Il resoconto dell'incendio (LXII, 16-18) inizia riferendo come da lungo tempo Nerone accarezzasse l'idea di veder perire una città tra le fiamme durante la sua vita, come Priamo di Troia. Viene descritto quindi il modo in cui i suoi uomini avrebbero appiccato incendi in diverse parti della città, fingendo risse di ubriachi o altri disordini e rendendo impossibile capire quanto stava accadendo. Si ebbe pertanto una grande confusione, che accrebbe il numero delle vittime.
L'incendio durò diversi giorni e secondo Dione, molte case sarebbero state distrutte da uomini che manifestavano la volontà di salvarle e altre furono incendiate da quegli stessi che erano venuti ad offrire assistenza; gli stessi soldati avrebbero mirato più a propagare l'incendio che a spegnerlo. Le fiamme venivano alimentate e diffuse anche dal vento.

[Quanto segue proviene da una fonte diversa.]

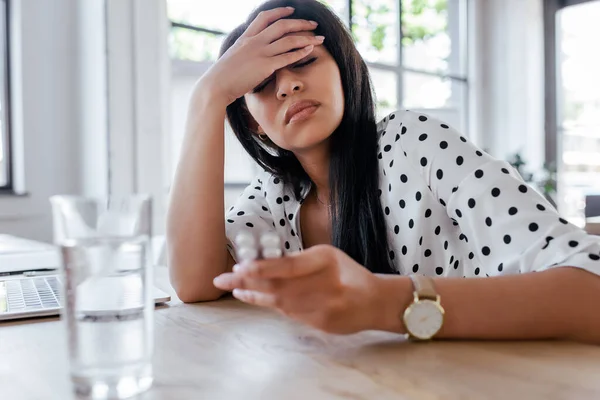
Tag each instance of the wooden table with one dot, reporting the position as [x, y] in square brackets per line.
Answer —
[227, 350]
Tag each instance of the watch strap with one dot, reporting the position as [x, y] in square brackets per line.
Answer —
[424, 287]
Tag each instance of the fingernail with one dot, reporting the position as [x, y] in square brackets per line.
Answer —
[218, 280]
[241, 267]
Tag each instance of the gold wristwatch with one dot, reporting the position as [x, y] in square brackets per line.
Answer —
[424, 317]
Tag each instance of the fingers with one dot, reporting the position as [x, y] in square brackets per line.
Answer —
[266, 18]
[286, 59]
[288, 43]
[284, 26]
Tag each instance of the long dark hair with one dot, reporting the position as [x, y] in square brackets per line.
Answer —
[358, 224]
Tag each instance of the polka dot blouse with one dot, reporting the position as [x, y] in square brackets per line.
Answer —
[450, 208]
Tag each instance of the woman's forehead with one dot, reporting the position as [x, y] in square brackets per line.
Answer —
[301, 33]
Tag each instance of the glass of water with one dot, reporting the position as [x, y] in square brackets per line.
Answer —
[105, 246]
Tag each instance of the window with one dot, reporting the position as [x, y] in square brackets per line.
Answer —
[415, 51]
[427, 72]
[578, 108]
[5, 153]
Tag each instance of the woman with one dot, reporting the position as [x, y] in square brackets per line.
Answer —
[360, 205]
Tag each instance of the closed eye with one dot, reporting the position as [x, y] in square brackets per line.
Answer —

Dione racconta che intanto l'imperatore sarebbe salito sul tetto del suo palazzo e avrebbe cantato accompagnandosi con la lira un brano sulla "Caduta di Troia". Erano bruciati tutto il Palatino e due terzi della città. I sopravvissuti si lamentavano, maledivano gli autori dell'incendio, riferendosi più o meno nascostamente a Nerone, e giravano antiche profezie legate alla fine della città.
Infine si citano le contribuzioni, volontarie o sollecitate, per la ricostruzione, da parte di comunità o di privati cittadini, che Nerone stesso raccolse. Secondo Dione Cassio i Romani stessi vennero privati della distribuzione gratuita di frumento.